Canadian AIDS Society honours David Hoe for lifetime of service
The Canadian AIDS Society honoured HIV/AIDS activist David Hoe at a reception to celebrate the society's 25th anniversary. A melange of MPs from the Conservative, NDP and Green Party were present when Hoe was awarded the Canadian AIDS Society leadership award.
The Board Chair of the society referred to Hoe as an outstanding individual who showed incredible leadership in his ongoing dedication to HIV/AIDS movement. McConnery stated that as a man living with HIV/AIDS for the past 20 years was "an inspiration to those new in the movement."
In the first two sentences of his speech, Hoe made the crowd move closer to the stage, dropped the usual opening thanks and spoke to them as lovers and addicts.
"It is in love, sex, addiction, silence and space that we have HIV transmission and the only way we can make a shift with that is for each one of us to change the space in which we live," said Hoe. "Fear and love cannot exist simultaneously."
We need to transform fear of HIV/AIDS into compassion and conversation, he said. He talked of the progress the Canadian AIDS Society has made in the last 25 years, drawing particular attention to the introduction of what was known as the safer sex guidelines.
Before the guidelines were adopted, "it was impossible to talk about what needed to be talked about which is, 'how do you handle the wonderful messiness of sex and talk about it in a health context and in a HIV prevention context?'"

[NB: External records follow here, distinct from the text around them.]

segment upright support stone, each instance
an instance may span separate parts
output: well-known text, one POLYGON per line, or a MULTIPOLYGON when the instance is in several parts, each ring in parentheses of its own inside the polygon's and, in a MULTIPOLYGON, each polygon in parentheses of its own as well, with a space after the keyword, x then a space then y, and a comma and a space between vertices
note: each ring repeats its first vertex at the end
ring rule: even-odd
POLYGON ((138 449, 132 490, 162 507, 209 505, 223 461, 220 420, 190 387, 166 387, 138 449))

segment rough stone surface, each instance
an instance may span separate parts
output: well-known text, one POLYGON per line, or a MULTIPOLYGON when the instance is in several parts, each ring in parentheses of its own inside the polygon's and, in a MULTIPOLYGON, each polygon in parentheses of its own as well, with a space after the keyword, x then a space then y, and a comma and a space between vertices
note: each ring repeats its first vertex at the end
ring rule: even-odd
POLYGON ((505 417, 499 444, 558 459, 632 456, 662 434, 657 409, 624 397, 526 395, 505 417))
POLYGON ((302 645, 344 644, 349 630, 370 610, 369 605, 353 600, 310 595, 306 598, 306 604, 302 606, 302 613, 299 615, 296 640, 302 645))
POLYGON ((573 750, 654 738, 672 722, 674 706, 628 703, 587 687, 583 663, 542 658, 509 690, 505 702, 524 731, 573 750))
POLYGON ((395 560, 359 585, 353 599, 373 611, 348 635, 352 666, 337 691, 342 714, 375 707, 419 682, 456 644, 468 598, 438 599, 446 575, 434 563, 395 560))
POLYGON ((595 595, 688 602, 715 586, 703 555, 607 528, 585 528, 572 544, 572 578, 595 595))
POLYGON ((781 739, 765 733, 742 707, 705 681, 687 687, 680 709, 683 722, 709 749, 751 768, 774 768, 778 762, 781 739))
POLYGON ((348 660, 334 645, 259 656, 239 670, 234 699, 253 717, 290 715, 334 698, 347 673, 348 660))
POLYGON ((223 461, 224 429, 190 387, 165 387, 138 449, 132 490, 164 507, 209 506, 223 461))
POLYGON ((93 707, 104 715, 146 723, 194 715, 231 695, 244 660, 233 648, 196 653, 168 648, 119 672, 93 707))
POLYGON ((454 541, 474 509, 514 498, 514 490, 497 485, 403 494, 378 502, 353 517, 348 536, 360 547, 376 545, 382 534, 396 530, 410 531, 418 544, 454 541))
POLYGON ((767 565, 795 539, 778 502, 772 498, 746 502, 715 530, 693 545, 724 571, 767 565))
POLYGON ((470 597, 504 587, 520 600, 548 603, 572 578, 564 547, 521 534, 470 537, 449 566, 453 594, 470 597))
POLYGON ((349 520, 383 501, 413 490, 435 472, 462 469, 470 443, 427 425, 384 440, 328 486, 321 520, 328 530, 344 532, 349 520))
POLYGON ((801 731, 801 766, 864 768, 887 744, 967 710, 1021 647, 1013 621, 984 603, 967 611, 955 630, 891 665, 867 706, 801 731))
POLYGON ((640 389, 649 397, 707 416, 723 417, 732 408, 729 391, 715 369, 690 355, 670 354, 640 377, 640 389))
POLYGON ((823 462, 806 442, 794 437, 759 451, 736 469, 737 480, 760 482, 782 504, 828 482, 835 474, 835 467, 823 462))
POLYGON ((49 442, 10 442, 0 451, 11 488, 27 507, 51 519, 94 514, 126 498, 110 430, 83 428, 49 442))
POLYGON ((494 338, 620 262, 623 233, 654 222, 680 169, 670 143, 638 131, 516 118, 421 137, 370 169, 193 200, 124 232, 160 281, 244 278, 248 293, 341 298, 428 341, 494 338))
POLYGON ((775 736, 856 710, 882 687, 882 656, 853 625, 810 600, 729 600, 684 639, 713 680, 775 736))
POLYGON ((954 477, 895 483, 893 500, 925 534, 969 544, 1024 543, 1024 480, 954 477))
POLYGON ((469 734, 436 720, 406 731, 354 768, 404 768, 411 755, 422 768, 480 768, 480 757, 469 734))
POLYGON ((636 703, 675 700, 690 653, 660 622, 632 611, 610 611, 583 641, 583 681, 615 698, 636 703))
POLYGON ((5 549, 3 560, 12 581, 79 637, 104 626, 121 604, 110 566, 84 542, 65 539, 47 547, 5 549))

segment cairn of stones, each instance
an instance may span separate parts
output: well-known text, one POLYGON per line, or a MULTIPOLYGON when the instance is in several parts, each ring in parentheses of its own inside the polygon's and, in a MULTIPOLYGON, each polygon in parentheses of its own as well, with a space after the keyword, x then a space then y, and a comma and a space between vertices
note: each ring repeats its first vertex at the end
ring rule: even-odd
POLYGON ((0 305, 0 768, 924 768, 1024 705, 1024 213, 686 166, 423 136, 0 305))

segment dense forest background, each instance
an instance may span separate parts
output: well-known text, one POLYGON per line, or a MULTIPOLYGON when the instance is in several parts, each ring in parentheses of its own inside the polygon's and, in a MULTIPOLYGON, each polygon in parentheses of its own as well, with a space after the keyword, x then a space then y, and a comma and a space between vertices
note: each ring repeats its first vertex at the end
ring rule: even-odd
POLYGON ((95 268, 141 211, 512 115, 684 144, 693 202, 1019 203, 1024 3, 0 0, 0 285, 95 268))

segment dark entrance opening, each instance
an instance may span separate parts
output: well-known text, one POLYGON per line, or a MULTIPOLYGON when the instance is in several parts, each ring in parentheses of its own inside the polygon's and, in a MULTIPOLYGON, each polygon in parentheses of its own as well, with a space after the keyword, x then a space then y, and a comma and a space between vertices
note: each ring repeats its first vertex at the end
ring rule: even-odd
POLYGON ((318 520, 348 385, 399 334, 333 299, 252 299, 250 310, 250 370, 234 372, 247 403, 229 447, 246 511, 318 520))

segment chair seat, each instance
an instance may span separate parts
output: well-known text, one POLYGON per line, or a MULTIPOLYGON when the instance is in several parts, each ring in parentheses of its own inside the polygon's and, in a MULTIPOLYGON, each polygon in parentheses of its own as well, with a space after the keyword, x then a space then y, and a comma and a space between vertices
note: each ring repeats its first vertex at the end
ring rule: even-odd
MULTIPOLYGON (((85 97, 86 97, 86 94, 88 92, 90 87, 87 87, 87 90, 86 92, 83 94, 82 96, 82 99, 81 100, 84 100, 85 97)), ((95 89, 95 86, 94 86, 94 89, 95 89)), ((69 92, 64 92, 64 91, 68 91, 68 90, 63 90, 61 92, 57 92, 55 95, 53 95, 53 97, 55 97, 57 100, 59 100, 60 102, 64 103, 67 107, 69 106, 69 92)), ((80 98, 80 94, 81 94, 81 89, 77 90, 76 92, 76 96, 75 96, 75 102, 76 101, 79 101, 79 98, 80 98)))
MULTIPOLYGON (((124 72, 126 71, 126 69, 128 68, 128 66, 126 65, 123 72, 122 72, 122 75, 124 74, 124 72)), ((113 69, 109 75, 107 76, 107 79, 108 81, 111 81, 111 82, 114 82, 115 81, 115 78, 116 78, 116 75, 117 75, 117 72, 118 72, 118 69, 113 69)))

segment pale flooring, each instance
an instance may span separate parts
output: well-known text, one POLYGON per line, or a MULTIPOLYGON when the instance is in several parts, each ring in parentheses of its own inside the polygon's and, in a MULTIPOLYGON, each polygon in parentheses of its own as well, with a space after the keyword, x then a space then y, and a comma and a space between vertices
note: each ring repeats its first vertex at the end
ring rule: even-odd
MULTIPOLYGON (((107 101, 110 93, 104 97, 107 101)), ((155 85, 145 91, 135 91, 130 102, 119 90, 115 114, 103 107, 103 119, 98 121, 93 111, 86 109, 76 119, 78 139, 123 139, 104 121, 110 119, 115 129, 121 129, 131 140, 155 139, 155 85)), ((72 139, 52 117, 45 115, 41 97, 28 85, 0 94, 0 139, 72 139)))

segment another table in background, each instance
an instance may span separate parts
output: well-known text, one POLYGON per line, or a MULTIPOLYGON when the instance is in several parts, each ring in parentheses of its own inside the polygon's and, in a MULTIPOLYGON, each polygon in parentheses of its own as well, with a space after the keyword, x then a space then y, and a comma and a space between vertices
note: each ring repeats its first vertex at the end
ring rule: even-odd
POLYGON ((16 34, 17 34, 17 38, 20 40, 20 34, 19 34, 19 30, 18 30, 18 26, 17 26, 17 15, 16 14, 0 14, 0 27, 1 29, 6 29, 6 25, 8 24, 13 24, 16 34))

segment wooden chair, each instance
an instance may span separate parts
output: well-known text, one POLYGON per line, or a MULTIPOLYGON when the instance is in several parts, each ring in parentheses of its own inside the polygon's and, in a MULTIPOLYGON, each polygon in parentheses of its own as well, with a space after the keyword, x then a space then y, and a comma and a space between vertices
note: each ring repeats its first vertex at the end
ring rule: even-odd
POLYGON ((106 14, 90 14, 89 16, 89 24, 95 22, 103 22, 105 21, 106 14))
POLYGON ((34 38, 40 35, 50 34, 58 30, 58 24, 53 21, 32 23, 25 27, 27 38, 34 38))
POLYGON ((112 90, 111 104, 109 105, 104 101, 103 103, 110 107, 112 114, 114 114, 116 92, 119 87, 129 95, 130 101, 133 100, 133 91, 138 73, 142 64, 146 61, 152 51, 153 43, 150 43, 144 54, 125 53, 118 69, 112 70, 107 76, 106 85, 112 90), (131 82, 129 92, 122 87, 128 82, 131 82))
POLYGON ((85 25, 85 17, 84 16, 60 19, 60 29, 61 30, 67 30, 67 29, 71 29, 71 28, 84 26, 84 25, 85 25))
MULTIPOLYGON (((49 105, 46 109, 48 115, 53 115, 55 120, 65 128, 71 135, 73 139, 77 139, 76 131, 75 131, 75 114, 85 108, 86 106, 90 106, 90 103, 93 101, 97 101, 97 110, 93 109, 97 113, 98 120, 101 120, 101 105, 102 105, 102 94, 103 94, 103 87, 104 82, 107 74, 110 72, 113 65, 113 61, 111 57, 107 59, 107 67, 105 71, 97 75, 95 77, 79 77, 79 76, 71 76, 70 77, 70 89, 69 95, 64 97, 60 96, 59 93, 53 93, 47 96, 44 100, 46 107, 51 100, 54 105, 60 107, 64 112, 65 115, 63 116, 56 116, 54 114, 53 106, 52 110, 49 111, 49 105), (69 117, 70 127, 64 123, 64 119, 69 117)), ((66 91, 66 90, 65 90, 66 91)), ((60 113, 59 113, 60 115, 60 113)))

He said the safer sex guidelines gave people the power to talk about sex in a vernacular way rather than in clinical terms and that the guidelines helped people stay healthy.
In an interview with Xtra after the reception, Hoe reiterated the need for conversation between people as a way of breaking down the stigma and fear around HIV/AIDS. "We're now meeting, a group of us, with public health and the police to look at how to handle somebody who is struggling with safer sex. That's much healthier than slapping someone down and then publicizing them as a sexual predator," said Hoe.
He mentioned his dismay that, in a recent HIV criminalization case, Johnson Aziga was found guilty of first-degree murder. He mentioned the upcoming Supreme Court Case involving Clato Mabior - a HIV-positive man who was being treated and sometimes used condoms still put his sex partners at "significant risk" - as an opportunity to talk about HIV transmission.
Hoe has worked 20 years in the HIV/AIDS movement: he was the first executive director of the AIDS Committee of Ottawa; a senior policy advisor of HIV/AIDS with the government of Canada; co-chair of Ontario Minister of Health Advisory Committee on HIV/AIDS; Chair person for the Development of Ontario's strategy on HIV/AIDS to 2008; consultant and advisor to the Ontario organizational development program; consultant to the Toronto PWA Foundation and has recently joined the board of directors of the Ontario HIV Treatment Network, a research-funding body.
The reception for the 25th anniversary of the Canadian AIDS Society was part of a four-day forum on HIV/AIDS for people living with HIV/AIDS.
The event was Green Party leader Elizabeth May's first public address as an MP. She spoke of friends lost to HIV/AIDS and of friends living with HIV/AIDS.
May also spoke of offering support whenever she was called upon. "I will join with you whenever I am called upon, whatever we can do throughout the party that I represent across Canada and through the role I will play in the House of Commons," said May. "I look particularly at my friends on the government benches to make sure the support is there when we need it, that the funds are there when we need it and the Canadian AIDS Society and all it's wonderful partner groups and the collation continue to do the great work that is being done until we know that HIV/AIDS is no more."